The baby’s feeding; its mother sits up in the bed, calm and contented, while the bedside maid combs her hair, unravelling it like the Chinese women pulling at their strange dark balls in the silk tapestry above them. Maureen stands at the foot of the bed; in front of her, enfolded in her arms, the girl watches her brother silently.
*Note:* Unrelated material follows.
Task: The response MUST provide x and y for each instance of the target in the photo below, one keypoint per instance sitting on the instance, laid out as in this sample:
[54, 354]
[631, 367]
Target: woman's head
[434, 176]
They all watch silently: the room is silent but for the clicking lips of the sucking baby and the copper buzzing rising from the garden.
i
I n the beginning,” says Simeon Carrefax, standing on a small raised podium in Schoolroom One, “—in the beginning, ladies and gentlemen, was the Word.”
His audience, a gaggle of the parents of prospective pupils at the Versoie Day School for the Deaf, sit squeezed into the schoolroom’s child-size chairs. Miss Hubbard stands behind them at the back of the room, her gaze darting nervously between Carrefax and a box full of small pieces of lead piping lying by her feet.
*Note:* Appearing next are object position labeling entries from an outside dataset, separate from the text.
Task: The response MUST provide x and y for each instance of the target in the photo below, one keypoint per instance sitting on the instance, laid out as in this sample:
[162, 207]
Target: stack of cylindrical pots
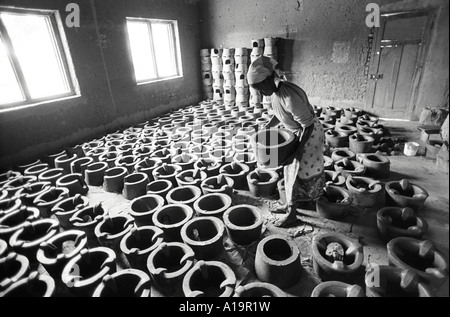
[206, 68]
[229, 83]
[240, 72]
[257, 50]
“The Word was with God,” Carrefax continues, “and the Word was God. Which is to say: speech is divine. Speech itself breathed the earth into being—and breathed life into it, that it in turn may breathe and speak. What, I ask you, are the rising and falling of its mountains and its valleys or the constant heaving of its seas but breath? What are the winds that rush and swirl around it, now one way, now another? What are the jets of steam that gush from geysers or the spray that issues from the blow-holes of whales? And which man who has stood beside the torrent of a waterfall or, pausing in a wood, has heard the whisper of the leaves, the chirp and clamour of the birds, can deny that he has heard earth speaking?”
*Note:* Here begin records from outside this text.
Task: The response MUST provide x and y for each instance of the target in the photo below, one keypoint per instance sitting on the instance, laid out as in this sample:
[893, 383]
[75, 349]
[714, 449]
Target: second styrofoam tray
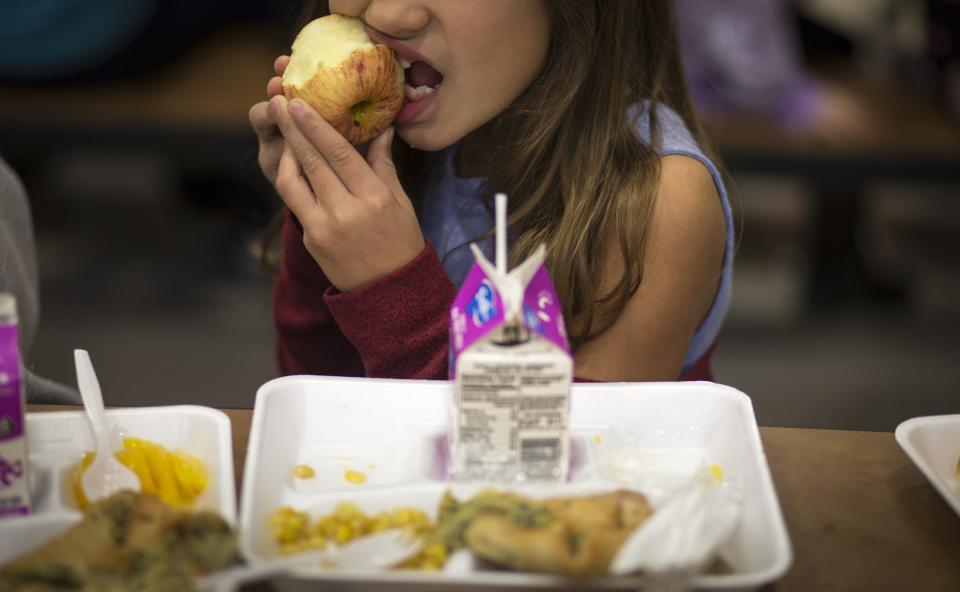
[57, 440]
[393, 431]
His eyes sweep the room intently. As they fall on individual parents, the latter cast their own eyes to the floor, or fix them on a wall-mounted whiteboard behind Carrefax. Here, drawn in charcoal across cotton-backed ground glass, a diagram shows plates, hinges, corridors and levers locked together in an intricate formation that suggests an irrigation system or the mechanism of a crane.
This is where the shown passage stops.